Em coluna anterior, falamos sobre a chegada do ONE Championship, maior torneio de esportes de combate da Ásia, aos EUA e como suas regras de MMA, divergentes do modelo norte-americano, poderiam impactar o cenário no país.

A maior diferença em relação às regras do ONE e as regras da ABC – as chamadas “regras unificadas do MMA” – válidas em todos os estados norte-americanos e aceitas na maioria dos eventos ao redor do mundo, é que o evento asiático permite aos lutadores aplicar joelhadas na cabeça de um oponente que esteja “no chão”, um golpe ilegal na regra americana.

Em 2021, o estado do Colorado aceitou o uso da regra do ONE em seu território sem alterações, o que permitiu ao evento aportar pela primeira vez nos EUA, tendo sido realizado um show em maio de 2023 no estado.

A Comissão de Esportes Combativos do Colorado permite a sanção de eventos por terceiros, desde que o órgão sancionador atenda aos requisitos da Regra 1.4[1], incluindo a análise e a aprovação das regras pelo diretor, o que foi o caso da regra do One.

Nos EUA, a presunção é de que os estados têm o poder de legislar sobre um assunto, mas o governo federal pode legislar sobre assuntos que afetam vários ou todos os estados.

Um exemplo dessa luta pelo poder é o fato de que as leis federais e estaduais podem ser contraditórias. No Colorado, por exemplo, a maconha foi legalizada. No entanto, ela ainda é ilegal de acordo com a lei federal. Os delegados federais ainda podem prender pessoas por posse no Colorado, elas podem ser julgadas em um tribunal federal e encarceradas em uma prisão federal.

No caso das aceitação do estado do Colorado quanto às regras do ONE, O presidente da ABC, Mike Mazzulli condenou a aprovação do estadual do conjunto de regras não aprovado pela ABC para o ONE Fight Night 10, evento que o ONE promovera em maio de 2023 no estado.
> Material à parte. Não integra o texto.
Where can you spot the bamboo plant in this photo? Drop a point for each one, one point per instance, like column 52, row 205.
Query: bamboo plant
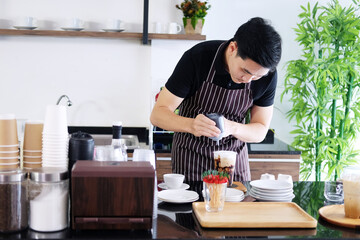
column 324, row 88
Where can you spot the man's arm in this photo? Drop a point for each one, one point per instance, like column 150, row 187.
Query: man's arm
column 164, row 117
column 256, row 130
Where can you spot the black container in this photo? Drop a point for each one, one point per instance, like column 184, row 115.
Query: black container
column 81, row 147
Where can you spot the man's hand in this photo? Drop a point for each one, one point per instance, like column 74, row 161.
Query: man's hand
column 204, row 126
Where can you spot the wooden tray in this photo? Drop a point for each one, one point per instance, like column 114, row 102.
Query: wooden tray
column 335, row 214
column 254, row 215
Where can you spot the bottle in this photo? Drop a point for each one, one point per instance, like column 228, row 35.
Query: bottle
column 120, row 153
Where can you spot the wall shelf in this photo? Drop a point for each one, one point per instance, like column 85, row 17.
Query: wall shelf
column 97, row 34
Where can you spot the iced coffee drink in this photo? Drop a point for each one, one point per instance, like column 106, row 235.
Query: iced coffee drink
column 351, row 182
column 225, row 162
O principal problema de Mazzulli é o uso de joelhadas na cabeça de um oponente “no chão”, que são ilegais nas “regras unificadas” aprovadas pela ABC e usadas pelo UFC, Bellator e outras promoções americanas:

“A Associação de Comissões de Boxe está muito decepcionada com o Estado do Colorado em relação ao próximo evento do ONE Championship em 6 de maio de 2023″.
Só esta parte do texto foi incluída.